Numpy setxor1d() Function
The Numpy setxor1d() function computes the symmetric difference between two arrays. It returns a sorted array of unique elements that are present in either of the input arrays but not in both. This function is useful for identifying elements that are exclusive to one array when comparing two arrays.

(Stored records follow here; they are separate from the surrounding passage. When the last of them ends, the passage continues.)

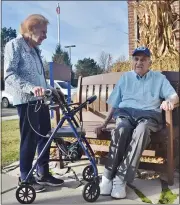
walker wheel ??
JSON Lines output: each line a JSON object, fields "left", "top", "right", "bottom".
{"left": 82, "top": 165, "right": 94, "bottom": 182}
{"left": 82, "top": 181, "right": 100, "bottom": 202}
{"left": 16, "top": 184, "right": 36, "bottom": 204}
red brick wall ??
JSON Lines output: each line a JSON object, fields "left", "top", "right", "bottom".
{"left": 128, "top": 1, "right": 136, "bottom": 56}
{"left": 128, "top": 0, "right": 180, "bottom": 56}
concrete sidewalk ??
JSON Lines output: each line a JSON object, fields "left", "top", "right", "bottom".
{"left": 1, "top": 161, "right": 144, "bottom": 204}
{"left": 1, "top": 175, "right": 145, "bottom": 204}
{"left": 1, "top": 161, "right": 179, "bottom": 204}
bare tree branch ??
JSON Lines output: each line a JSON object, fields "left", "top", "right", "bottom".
{"left": 98, "top": 51, "right": 112, "bottom": 72}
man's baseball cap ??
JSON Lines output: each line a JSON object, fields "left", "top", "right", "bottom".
{"left": 132, "top": 46, "right": 151, "bottom": 57}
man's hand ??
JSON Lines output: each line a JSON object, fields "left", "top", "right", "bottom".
{"left": 160, "top": 100, "right": 174, "bottom": 111}
{"left": 94, "top": 123, "right": 107, "bottom": 135}
{"left": 94, "top": 107, "right": 115, "bottom": 135}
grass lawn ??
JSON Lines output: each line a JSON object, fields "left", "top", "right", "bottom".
{"left": 1, "top": 119, "right": 57, "bottom": 168}
{"left": 1, "top": 120, "right": 20, "bottom": 168}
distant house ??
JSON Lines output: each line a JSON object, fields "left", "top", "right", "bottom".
{"left": 127, "top": 0, "right": 180, "bottom": 56}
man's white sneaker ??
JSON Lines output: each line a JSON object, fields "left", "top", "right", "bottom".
{"left": 111, "top": 175, "right": 126, "bottom": 199}
{"left": 99, "top": 176, "right": 113, "bottom": 195}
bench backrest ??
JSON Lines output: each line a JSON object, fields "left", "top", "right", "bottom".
{"left": 77, "top": 72, "right": 123, "bottom": 113}
{"left": 77, "top": 71, "right": 179, "bottom": 123}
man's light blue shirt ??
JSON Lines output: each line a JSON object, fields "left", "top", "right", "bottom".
{"left": 107, "top": 70, "right": 176, "bottom": 112}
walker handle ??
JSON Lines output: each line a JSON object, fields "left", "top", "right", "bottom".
{"left": 30, "top": 89, "right": 52, "bottom": 97}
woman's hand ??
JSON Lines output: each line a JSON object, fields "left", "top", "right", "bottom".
{"left": 32, "top": 86, "right": 45, "bottom": 97}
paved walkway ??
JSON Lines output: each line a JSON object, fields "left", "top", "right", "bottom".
{"left": 1, "top": 160, "right": 179, "bottom": 204}
{"left": 1, "top": 173, "right": 144, "bottom": 204}
{"left": 1, "top": 161, "right": 143, "bottom": 204}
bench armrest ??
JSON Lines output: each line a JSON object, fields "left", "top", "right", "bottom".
{"left": 165, "top": 102, "right": 179, "bottom": 172}
{"left": 165, "top": 102, "right": 179, "bottom": 125}
{"left": 165, "top": 101, "right": 179, "bottom": 125}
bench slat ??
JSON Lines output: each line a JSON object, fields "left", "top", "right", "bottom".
{"left": 82, "top": 85, "right": 87, "bottom": 104}
{"left": 87, "top": 85, "right": 94, "bottom": 110}
{"left": 97, "top": 157, "right": 167, "bottom": 172}
{"left": 100, "top": 84, "right": 107, "bottom": 112}
{"left": 94, "top": 85, "right": 100, "bottom": 111}
{"left": 81, "top": 72, "right": 124, "bottom": 85}
{"left": 90, "top": 144, "right": 163, "bottom": 157}
{"left": 107, "top": 84, "right": 114, "bottom": 110}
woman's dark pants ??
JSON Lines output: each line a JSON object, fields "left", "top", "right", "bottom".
{"left": 16, "top": 103, "right": 51, "bottom": 180}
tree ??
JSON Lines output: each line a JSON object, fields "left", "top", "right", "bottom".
{"left": 98, "top": 51, "right": 112, "bottom": 72}
{"left": 1, "top": 27, "right": 17, "bottom": 89}
{"left": 1, "top": 27, "right": 17, "bottom": 49}
{"left": 52, "top": 45, "right": 71, "bottom": 66}
{"left": 1, "top": 27, "right": 17, "bottom": 64}
{"left": 43, "top": 59, "right": 50, "bottom": 78}
{"left": 111, "top": 55, "right": 131, "bottom": 72}
{"left": 75, "top": 58, "right": 103, "bottom": 77}
{"left": 52, "top": 44, "right": 75, "bottom": 82}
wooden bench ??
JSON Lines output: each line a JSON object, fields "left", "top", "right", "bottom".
{"left": 73, "top": 71, "right": 179, "bottom": 185}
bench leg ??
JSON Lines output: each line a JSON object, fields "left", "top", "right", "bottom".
{"left": 59, "top": 155, "right": 64, "bottom": 169}
{"left": 167, "top": 172, "right": 174, "bottom": 186}
{"left": 167, "top": 140, "right": 174, "bottom": 186}
{"left": 167, "top": 162, "right": 174, "bottom": 186}
{"left": 53, "top": 109, "right": 64, "bottom": 169}
{"left": 56, "top": 148, "right": 64, "bottom": 169}
{"left": 166, "top": 111, "right": 175, "bottom": 186}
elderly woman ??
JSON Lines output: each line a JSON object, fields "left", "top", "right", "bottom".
{"left": 4, "top": 14, "right": 64, "bottom": 192}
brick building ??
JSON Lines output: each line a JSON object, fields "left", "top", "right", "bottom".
{"left": 128, "top": 0, "right": 180, "bottom": 56}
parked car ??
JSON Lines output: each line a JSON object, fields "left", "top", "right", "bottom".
{"left": 1, "top": 91, "right": 14, "bottom": 108}
{"left": 1, "top": 80, "right": 77, "bottom": 108}
{"left": 46, "top": 79, "right": 77, "bottom": 101}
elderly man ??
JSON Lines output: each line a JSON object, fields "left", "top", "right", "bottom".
{"left": 95, "top": 47, "right": 179, "bottom": 199}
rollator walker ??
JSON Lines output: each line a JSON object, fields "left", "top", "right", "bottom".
{"left": 16, "top": 89, "right": 100, "bottom": 204}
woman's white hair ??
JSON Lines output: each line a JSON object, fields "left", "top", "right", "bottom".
{"left": 20, "top": 14, "right": 49, "bottom": 35}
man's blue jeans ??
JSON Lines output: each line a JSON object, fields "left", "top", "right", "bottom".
{"left": 16, "top": 102, "right": 51, "bottom": 180}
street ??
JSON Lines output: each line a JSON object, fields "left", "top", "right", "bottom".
{"left": 1, "top": 107, "right": 17, "bottom": 117}
{"left": 1, "top": 107, "right": 56, "bottom": 118}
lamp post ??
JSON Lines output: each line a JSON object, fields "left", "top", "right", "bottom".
{"left": 56, "top": 3, "right": 60, "bottom": 46}
{"left": 64, "top": 45, "right": 76, "bottom": 67}
{"left": 64, "top": 45, "right": 76, "bottom": 104}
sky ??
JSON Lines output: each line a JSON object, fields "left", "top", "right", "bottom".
{"left": 2, "top": 1, "right": 129, "bottom": 69}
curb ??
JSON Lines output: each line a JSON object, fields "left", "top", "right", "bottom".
{"left": 1, "top": 115, "right": 19, "bottom": 121}
{"left": 1, "top": 186, "right": 17, "bottom": 195}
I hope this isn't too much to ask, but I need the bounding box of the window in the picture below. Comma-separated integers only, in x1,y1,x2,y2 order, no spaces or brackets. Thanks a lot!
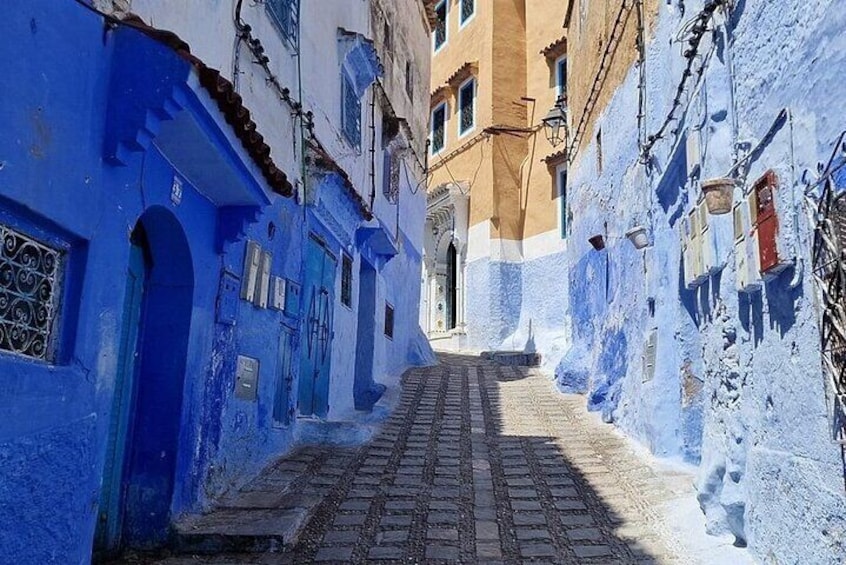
341,70,361,148
460,0,475,25
383,21,392,53
382,150,400,203
557,167,568,239
556,56,567,98
431,102,446,153
405,61,414,102
0,223,64,362
266,0,299,46
433,0,447,52
384,302,395,339
596,128,603,175
458,78,475,135
341,254,353,307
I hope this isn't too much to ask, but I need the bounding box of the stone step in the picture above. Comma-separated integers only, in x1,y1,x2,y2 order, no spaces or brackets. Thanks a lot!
480,350,541,367
172,453,325,555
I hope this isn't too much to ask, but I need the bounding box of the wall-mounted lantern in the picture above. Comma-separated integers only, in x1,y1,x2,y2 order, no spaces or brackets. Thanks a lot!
701,177,735,215
625,225,650,250
542,96,568,148
588,234,605,250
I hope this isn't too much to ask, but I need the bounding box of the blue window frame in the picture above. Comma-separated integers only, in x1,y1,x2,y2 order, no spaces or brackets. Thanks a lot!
557,167,568,238
458,79,475,136
556,56,567,97
433,0,448,52
266,0,299,46
431,102,446,153
460,0,475,25
341,71,361,148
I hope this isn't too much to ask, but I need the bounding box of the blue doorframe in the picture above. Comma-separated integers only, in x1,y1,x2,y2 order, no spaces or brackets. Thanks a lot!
353,259,384,411
298,234,337,418
94,239,147,557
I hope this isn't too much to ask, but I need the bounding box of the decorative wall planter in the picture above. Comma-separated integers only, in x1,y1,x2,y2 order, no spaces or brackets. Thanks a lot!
588,234,605,250
625,225,650,249
701,177,735,215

In general, the setxor1d() function is analogous to the symmetric difference operation in set theory, where A B represents the elements that are in either set A or set B, but not in their intersection.
Syntax
Following is the syntax of the Numpy setxor1d() function −
numpy.setxor1d(ar1, ar2, assume_unique=False)
Parameters
Following are the parameters of the Numpy setxor1d() function −
- ar1: The first input array.
- ar2: The second input array.
- assume_unique (optional): If True, the input arrays are assumed to be unique, which can speed up the calculation. Default is False.
Return Type
This function returns a sorted 1D array containing unique elements that are present in one input array but not in the other.
Example
Following is a basic example of finding the symmetric difference between two arrays using the Numpy setxor1d() function −
import numpy as np
array1 = np.array([10, 20, 30, 40, 50])
array2 = np.array([30, 40, 70])
result = np.setxor1d(array1, array2)
print("Symmetric Difference:", result)
Output
Following is the output of the above code −
Symmetric Difference: [10 20 50 70]
Example: Usage of assume_unique Parameter
When assume_unique is set to True, the function skips internal uniqueness checks, improving performance when the arrays are known to contain unique elements −
import numpy as np
array1 = np.array([10, 20, 20, 40, 50])
array2 = np.array([20, 30, 70])
result = np.setxor1d(array1, array2, assume_unique=True)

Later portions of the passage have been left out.